Example 5: Evaluation of anti-diabetic activity of President Prune fruits by harvest time

The antidiabetic activity of the extract of President Prune fruit at different harvest times obtained in Example 4 was evaluated in the same manner as in Example 3.

[Table 8] Antidiabetic activity of President Prune fruits by harvest time

As a result, as shown in Table 8, excellent β-amylase and α-glucosidase inhibitory activities were shown in President Prune fruits at 100, 120, and 160 days after flowering. In particular, President Prune fruits at 120 days showed excellent β-amylase and α-glucosidase inhibitory activities. It showed α-glucosidase inhibitory activity. Therefore, it was confirmed that the immature fruit of President Prune can be developed as an anti-diabetic agent.

Example 6: Human red blood cell hemolytic activity of prune extract

Prunes are a non-hazardous food ingredient that has been widely consumed for a long time, and their safety is guaranteed. In the present invention, human red blood cell hemolytic activity was evaluated to evaluate the acute toxicity of President Prune extracts at various harvest times, and the results are shown in Table 9.

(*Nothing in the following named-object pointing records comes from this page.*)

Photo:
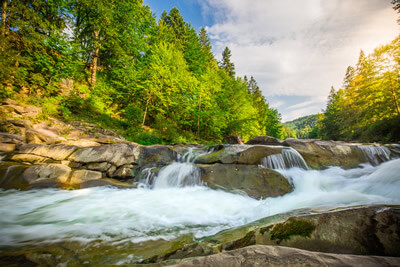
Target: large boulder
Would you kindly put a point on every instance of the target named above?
(56, 152)
(157, 155)
(11, 138)
(259, 255)
(81, 176)
(266, 140)
(256, 182)
(239, 154)
(117, 154)
(233, 140)
(321, 154)
(57, 173)
(373, 230)
(11, 176)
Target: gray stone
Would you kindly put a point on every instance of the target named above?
(81, 176)
(260, 255)
(117, 154)
(99, 166)
(56, 152)
(321, 154)
(7, 147)
(11, 138)
(156, 155)
(255, 181)
(124, 172)
(57, 172)
(239, 154)
(266, 140)
(233, 140)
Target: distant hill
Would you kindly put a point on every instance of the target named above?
(301, 127)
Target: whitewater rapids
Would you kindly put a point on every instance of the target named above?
(115, 215)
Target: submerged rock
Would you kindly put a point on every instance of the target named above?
(117, 154)
(259, 255)
(266, 140)
(234, 140)
(252, 180)
(239, 154)
(322, 154)
(373, 230)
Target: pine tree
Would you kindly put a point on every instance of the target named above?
(226, 62)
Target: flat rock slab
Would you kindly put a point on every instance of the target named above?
(260, 255)
(255, 181)
(117, 154)
(56, 152)
(239, 154)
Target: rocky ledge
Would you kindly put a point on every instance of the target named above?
(369, 230)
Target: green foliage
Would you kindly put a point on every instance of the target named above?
(301, 127)
(368, 105)
(292, 227)
(150, 82)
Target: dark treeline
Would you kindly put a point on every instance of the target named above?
(112, 62)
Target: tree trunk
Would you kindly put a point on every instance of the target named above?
(145, 111)
(394, 95)
(95, 58)
(198, 119)
(4, 18)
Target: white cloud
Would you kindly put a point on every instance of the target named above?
(296, 47)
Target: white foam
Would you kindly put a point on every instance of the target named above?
(143, 214)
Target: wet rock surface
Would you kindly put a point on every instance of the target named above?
(260, 255)
(252, 180)
(321, 154)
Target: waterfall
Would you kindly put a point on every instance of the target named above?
(180, 173)
(289, 158)
(375, 154)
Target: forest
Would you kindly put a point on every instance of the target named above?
(112, 63)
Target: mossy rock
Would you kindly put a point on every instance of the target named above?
(292, 227)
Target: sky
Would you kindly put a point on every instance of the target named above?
(296, 50)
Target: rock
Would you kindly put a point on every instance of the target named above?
(56, 172)
(85, 142)
(56, 152)
(81, 176)
(111, 171)
(371, 230)
(117, 154)
(35, 137)
(106, 182)
(7, 147)
(11, 138)
(23, 158)
(124, 172)
(99, 166)
(321, 154)
(156, 155)
(239, 154)
(31, 111)
(282, 256)
(11, 176)
(255, 181)
(266, 140)
(17, 127)
(8, 101)
(233, 140)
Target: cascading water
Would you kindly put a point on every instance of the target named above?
(289, 158)
(180, 173)
(375, 154)
(137, 215)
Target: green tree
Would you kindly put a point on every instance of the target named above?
(226, 62)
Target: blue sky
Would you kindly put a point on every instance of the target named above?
(296, 50)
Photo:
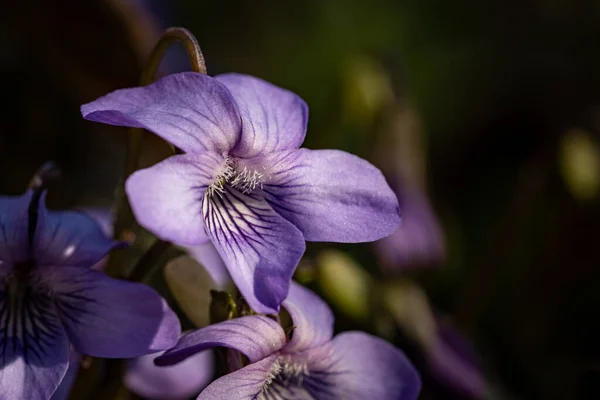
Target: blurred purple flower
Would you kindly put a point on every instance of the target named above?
(64, 389)
(174, 382)
(50, 298)
(311, 365)
(244, 183)
(419, 241)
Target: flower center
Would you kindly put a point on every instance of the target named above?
(236, 174)
(287, 379)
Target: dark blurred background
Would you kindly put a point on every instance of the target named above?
(484, 116)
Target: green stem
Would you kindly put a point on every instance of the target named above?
(111, 386)
(125, 220)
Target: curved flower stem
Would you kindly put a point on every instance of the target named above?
(171, 35)
(124, 217)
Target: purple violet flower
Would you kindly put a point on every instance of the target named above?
(311, 365)
(244, 183)
(419, 241)
(50, 298)
(175, 382)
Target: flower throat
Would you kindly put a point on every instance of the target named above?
(238, 176)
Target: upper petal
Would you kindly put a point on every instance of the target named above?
(312, 317)
(110, 318)
(274, 119)
(179, 381)
(367, 367)
(255, 336)
(260, 248)
(193, 111)
(166, 198)
(331, 195)
(69, 238)
(14, 245)
(244, 384)
(34, 349)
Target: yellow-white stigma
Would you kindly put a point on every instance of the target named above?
(233, 173)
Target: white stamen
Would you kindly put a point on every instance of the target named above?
(238, 176)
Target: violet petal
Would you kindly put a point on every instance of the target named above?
(312, 317)
(110, 318)
(331, 195)
(176, 382)
(274, 119)
(370, 368)
(260, 248)
(191, 110)
(69, 238)
(31, 368)
(255, 336)
(243, 384)
(208, 256)
(166, 198)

At this time, hemolytic activity was evaluated according to an existing report (Kim Mi-sun et al., 2014. J. Life Sci. 24: 515-521). Simply, 100 μl of human red blood cells washed three times with PBS were added to a 96-well microplate and various 100 μl of the sample solution was added and reacted at 37°C for 30 minutes. Afterwards, the reaction solution was centrifuged (1,500 rpm) for 10 minutes, 100 μl of the supernatant was transferred to a new microtiter plate, and the degree of hemoglobin leakage due to hemolysis was measured at 414 nm. did. DMSO (2%) was used as a solvent control for the sample, and Triton X-100 (1 mg/ml) was used as an experimental control for red blood cell hemolysis. Hemolytic activity was calculated using the following formula.

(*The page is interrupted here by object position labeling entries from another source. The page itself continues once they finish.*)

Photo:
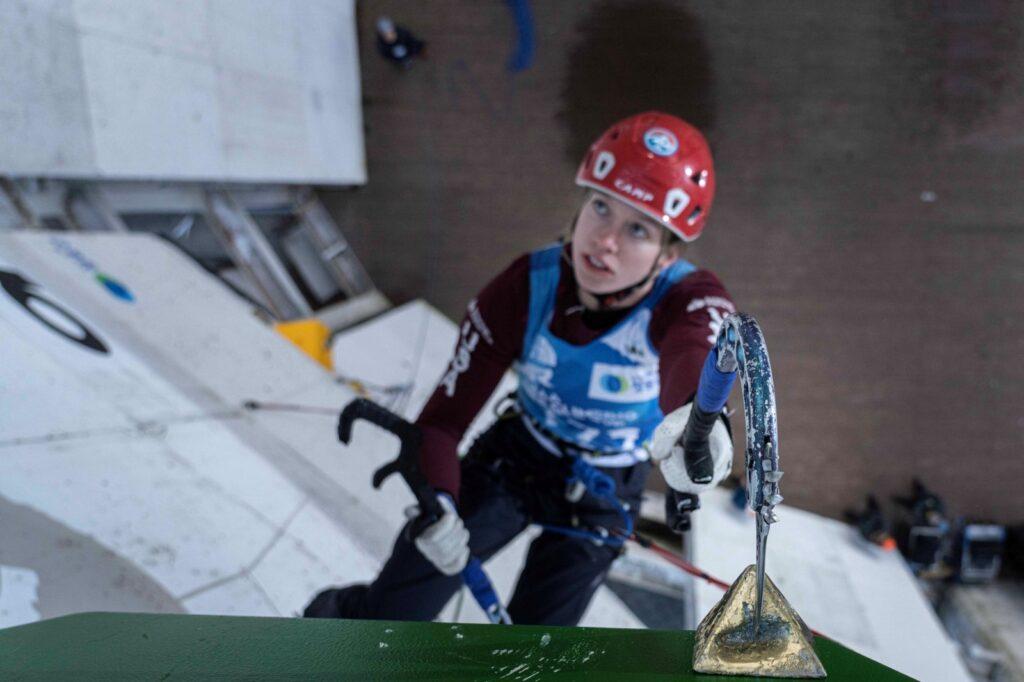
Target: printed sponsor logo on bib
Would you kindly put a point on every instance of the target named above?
(623, 383)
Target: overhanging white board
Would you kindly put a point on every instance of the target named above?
(233, 90)
(131, 478)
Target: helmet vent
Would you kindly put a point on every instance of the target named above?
(675, 201)
(605, 162)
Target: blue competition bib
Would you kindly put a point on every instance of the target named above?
(603, 395)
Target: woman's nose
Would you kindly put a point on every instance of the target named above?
(607, 238)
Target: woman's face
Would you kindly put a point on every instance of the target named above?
(613, 245)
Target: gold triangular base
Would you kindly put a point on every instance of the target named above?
(725, 642)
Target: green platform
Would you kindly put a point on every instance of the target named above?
(111, 646)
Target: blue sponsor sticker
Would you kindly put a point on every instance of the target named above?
(660, 141)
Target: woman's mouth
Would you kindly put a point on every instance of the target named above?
(596, 264)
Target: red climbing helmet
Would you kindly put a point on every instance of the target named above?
(657, 164)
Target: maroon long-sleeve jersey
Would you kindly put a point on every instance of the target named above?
(683, 327)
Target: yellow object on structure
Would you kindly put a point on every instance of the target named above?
(310, 336)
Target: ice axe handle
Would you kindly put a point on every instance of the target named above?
(408, 462)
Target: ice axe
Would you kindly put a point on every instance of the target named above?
(408, 465)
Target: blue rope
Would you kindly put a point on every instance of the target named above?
(601, 485)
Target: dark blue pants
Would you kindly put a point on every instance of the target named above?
(508, 482)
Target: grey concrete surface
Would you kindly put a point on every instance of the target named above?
(869, 214)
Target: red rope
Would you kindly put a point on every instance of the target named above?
(679, 562)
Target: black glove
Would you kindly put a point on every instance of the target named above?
(677, 510)
(696, 450)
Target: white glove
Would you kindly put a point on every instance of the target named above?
(667, 450)
(445, 542)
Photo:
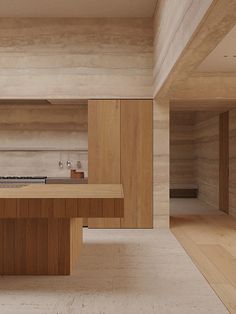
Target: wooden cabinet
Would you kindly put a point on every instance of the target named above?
(120, 151)
(136, 163)
(104, 150)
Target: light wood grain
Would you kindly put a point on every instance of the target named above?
(59, 191)
(40, 246)
(207, 157)
(161, 170)
(182, 150)
(232, 162)
(136, 163)
(209, 239)
(224, 162)
(62, 208)
(104, 149)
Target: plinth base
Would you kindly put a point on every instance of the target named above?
(39, 246)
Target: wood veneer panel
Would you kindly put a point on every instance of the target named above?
(104, 150)
(224, 162)
(60, 208)
(2, 208)
(136, 163)
(39, 246)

[Table 9] Human red blood cell hemolytic activity of President Prune extract by harvest time

As a result, as shown in Table 9, first, it was confirmed that DMSO used as a control did not show red blood cell hemolytic activity, and triton In addition, in the case of amphotericin B, which is used as an anticancer and antifungal agent, it was confirmed that it haemolyzed more than 50% of red blood cells at a concentration of 0.025 mg/ml.

Meanwhile, President Prune extracts at different harvest times had no hemolytic activity at all. In addition, it was confirmed that no hemolytic activity was observed in the case of Big Buffle and Black King. Therefore, it is believed that the extract of unripe President fruit does not present any problem of causing acute toxicity.

Example 9: Evaluation of plasma, acid and thermal stability of prune extract

The plasma stability, heat stability, and acid stability of the extract of President Prune obtained in Example 4, obtained 120 days after flowering, were confirmed for antidiabetic activity. The samples showed high stability as no significant decrease in β-amylase and α-glucosidase inhibitory activities was observed even after heat treatment at 100°C for 1 hour, treatment at pH 2 (0.01M HCl) for 1 hour, and treatment in plasma for 1 hour. It was. Therefore, the prune extract is expected to maintain excellent anti-diabetic activity during digestion, absorption, and food manufacturing.

Claims (2)

Method for producing a health functional beverage capable of preventing diabetes containing as an active ingredient the thermal water extract of the President variety, a fruit grown 120 days after flowering. Method for producing a health functional beverage capable of preventing diabetes containing as an active ingredient the thermal water extract of the President variety, a fruit grown 120 days after flowering.